What we refer to as ``emotions'' in this paper arise naturally in many human social situations as a byproduct of goal-driven and principled (or unprincipled) behavior, simple preferences, and relationships with other agents. This includes many situations not normally thought of as emotional (e.g., becoming annoyed at someone, a mild form of anger in our theory), but explicitly excludes representation of any physical, body, properties of emotions.
In the current Affective Reasoner (AR) research, embodied in a collection of Common Lisp AI programs, we simulate simple worlds populated with with agents capable of responding ``emotionally'' as a function of their concerns. Agents are given unique pseudo-personalities modeled as both a set of appraisal frames representing their individual goals, principles, preferences, and moods, and as a set of about 440 differentially activated channels for the expression of emotions [Elliott & Ortony1992, Elliott1992]. Situations that arise in the agents' world may map to twenty-six different emotion types (e.g., pride, as approving of one's own intentional action), twenty-two of which were originally theoretically specified by Ortony, et al. [Ortony, Clore, & Collins1988]. Qualities, and intensity, of emotion instances in each category are partially determined by about twenty-two different emotion intensity variables [Elliott & Siegle1993].

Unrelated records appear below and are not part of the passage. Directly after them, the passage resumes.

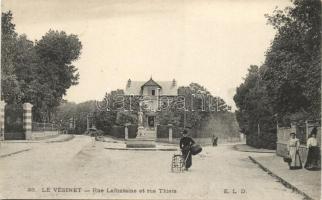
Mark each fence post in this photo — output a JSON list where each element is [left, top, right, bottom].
[[305, 120, 309, 141], [23, 103, 32, 140], [124, 124, 129, 140], [168, 124, 172, 142], [0, 101, 6, 141]]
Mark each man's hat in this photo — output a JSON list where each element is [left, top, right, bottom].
[[182, 129, 188, 135]]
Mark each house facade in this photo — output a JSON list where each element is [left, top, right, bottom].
[[124, 77, 178, 129]]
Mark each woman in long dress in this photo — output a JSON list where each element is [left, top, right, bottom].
[[304, 128, 321, 170], [287, 133, 302, 169], [180, 130, 195, 170]]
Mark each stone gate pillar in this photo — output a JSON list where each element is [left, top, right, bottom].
[[0, 101, 6, 140], [168, 124, 172, 142], [23, 103, 33, 140], [124, 124, 129, 140]]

To communicate with users the AR agents use various multimedia modes. A central assumption of these modes is that social interaction based on emotion states must run, dynamically, in real time. Agents have about 70 line-drawn facial expressions, which are morphed in real time, yielding about 3,000 different morphs. This is extensible since the morphs are efficiently computed on the client computer each time they are displayed. Agents can select facial expressions, speed of morph, size of the display, and color of the foreground and background. Agents, whose mouths move when they speak, communicate with users through minimally inflected text-to-speech software, which allows us to dynamically construct spoken sentences at run time. For adding qualitatively to their expression of emotions, agents have access to a large database of MIDI files, any portion which they can retrieve in less than a second, and in which they can index down to 1/1000th of a second. Each of these (mostly music) files are real performances (that is, are creations of human performers, NOT of computers playing sounds from scores). Speech recognition software, used with some AR applications, has allowed children as young as two years old to interact with AR application agents. In all cases, the agents respond in real time to input from the world around them: when you speak to them, they speak back.